Julian Assange, el periodista fundador de Wikileaks nacido en Suecia y con pasaporte australiano, ha sido finalmente liberado tras haber pasado cinco años en prisión en un régimen penitenciario extremadamente duro. Otros siete los pasó confinado en la embajada de Ecuador en Londres, de donde no podía salir bajo amenaza de ser detenido y extraditado a Estados Unidos. Celebro con ganas su recién estrenada libertad y la vuelta a su familia.
Su liberación es una buena noticia, pero, desgraciadamente, hay poco que festejar y mucho por lo que preocuparse. Assange ha salido de prisión gracias al pacto que ha hecho con los fiscales de Estados Unidos. Ha tenido que reconocer haber violado la ley, más concretamente, la llamada Espionage Act de principios del siglo pasado. Una ley que se ha aplicado pocas veces en el pasado. Ahora las cosas han cambiado. De haber sido extraditado, Assange hubiera pasado largos años en prisión. La petición de 175 años de cárcel no parecía muy tranquilizadora. Y a nadie se le puede exigir cumplir el papel de héroe.
El mensaje al mundo periodístico es claro: no desvelar ningún contenido que vaya contra los intereses del gobierno de Estados Unidos. La información resulta así amenazada, en este caso por la Fiscalía de ese país “democrático”. La espada de Damocles se presiente cada vez más cercana.
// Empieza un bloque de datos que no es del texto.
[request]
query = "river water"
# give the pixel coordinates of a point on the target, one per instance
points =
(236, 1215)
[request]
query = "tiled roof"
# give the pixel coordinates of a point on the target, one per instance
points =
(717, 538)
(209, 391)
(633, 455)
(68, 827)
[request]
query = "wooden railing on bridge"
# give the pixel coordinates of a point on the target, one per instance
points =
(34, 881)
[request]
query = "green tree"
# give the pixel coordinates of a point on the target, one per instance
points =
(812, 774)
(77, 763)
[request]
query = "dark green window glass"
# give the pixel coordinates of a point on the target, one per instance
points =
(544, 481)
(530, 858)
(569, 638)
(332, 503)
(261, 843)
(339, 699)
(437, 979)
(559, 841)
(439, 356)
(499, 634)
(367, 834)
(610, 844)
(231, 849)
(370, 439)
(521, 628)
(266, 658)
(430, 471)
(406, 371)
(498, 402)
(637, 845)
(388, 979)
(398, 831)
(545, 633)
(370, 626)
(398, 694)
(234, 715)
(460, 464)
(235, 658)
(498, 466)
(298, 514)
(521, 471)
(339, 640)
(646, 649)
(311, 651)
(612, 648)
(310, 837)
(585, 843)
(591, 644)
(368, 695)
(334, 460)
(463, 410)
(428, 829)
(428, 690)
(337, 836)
El periodismo de investigación, y todos aquellos que creemos en su valor como fundamental para el buen funcionamiento social hemos recibido un duro golpe. No basta con decir que los hechos han sucedido a muchos kilómetros de distancia.
En 2010, a través de Wikileaks, conocimos muchas cosas que ya sospechábamos y que se vieron corroboradas. Entre otras, los abusos y torturas a ciudadanos inocentes en las guerras de Irak y Afganistán. Supimos también de la cruel hipocresía del gobierno de Bush para conseguir el archivo en la Audiencia Nacional del caso de nuestro compañero José Couso en Bagdad, asesinado por los soldados estadounidenses. Solo la falta de un tribunal internacional impidió acusarlos de crímenes de guerra.
Wikileaks produjo un quebranto en muchos ciudadanos bienpensantes cuando vieron en un vídeo como desde dos helicópteros los soldados estadounidenses abrieron fuego contra un grupo de civiles desarmados. Lo paradójico y sangrante del caso es que los fiscales sostuvieron que la difusión de estas tropelías pusieron en riesgo la vida de miles de personas. Matar al mensajero ha sido una práctica muy generalizada desde hace tiempo por los regímenes dictatoriales, pero se ha extendido a los que hasta ahora parecían guardar las formas.
Pero ya ni siquiera es el periodismo de investigación la diana de estos ataques; es el periodismo a secas. Acabo de leer que el Parlamento israelí ha comenzado los trámites para convertir en permanente la conocida como ley Al Jazeera, la regla que prohíbe de manera temporal la difusión en Israel de cualquier medio extranjero que “dañe la seguridad” del Estado. Para el actual gobierno israelí no hay duda, Al Jazeera una de los más prestigiosos y reconocidos canales de difusión global, es un medio terrorista. Otra cosa es que el mundo les crea.
Wikileaks fue un hito en la historia del periodismo. Nunca antes habíamos tenido un conocimiento tan real sobre las cloacas de los Estados. Desde entonces se ha instalado un ambiente de intimidación que condiciona la actividad periodística. Muy cerca tenemos el caso de Pablo González, periodista vasco detenido y encarcelado en Polonia por tener pasaporte ruso. Sin ninguna prueba, Pablo lleva más de dos años en prisión sin haberse sentado delante del juez. La opacidad sobre los cargos que se le imputan es absoluta. Que un país de la Unión Europea tenga preso preventivo a un periodista, tras 28 meses de encarcelamiento e incomunicación dice mucho de cómo actúan algunos Estados pretendidamente democráticos.
El sufrimiento de Assange y ahora el de Pablo González pone de relieve las graves dificultades del periodismo ante la creciente capacidad fiscalizadora de los Estados que, sin embargo, son cada vez más reacios al control democrático por parte de la ciudadanía.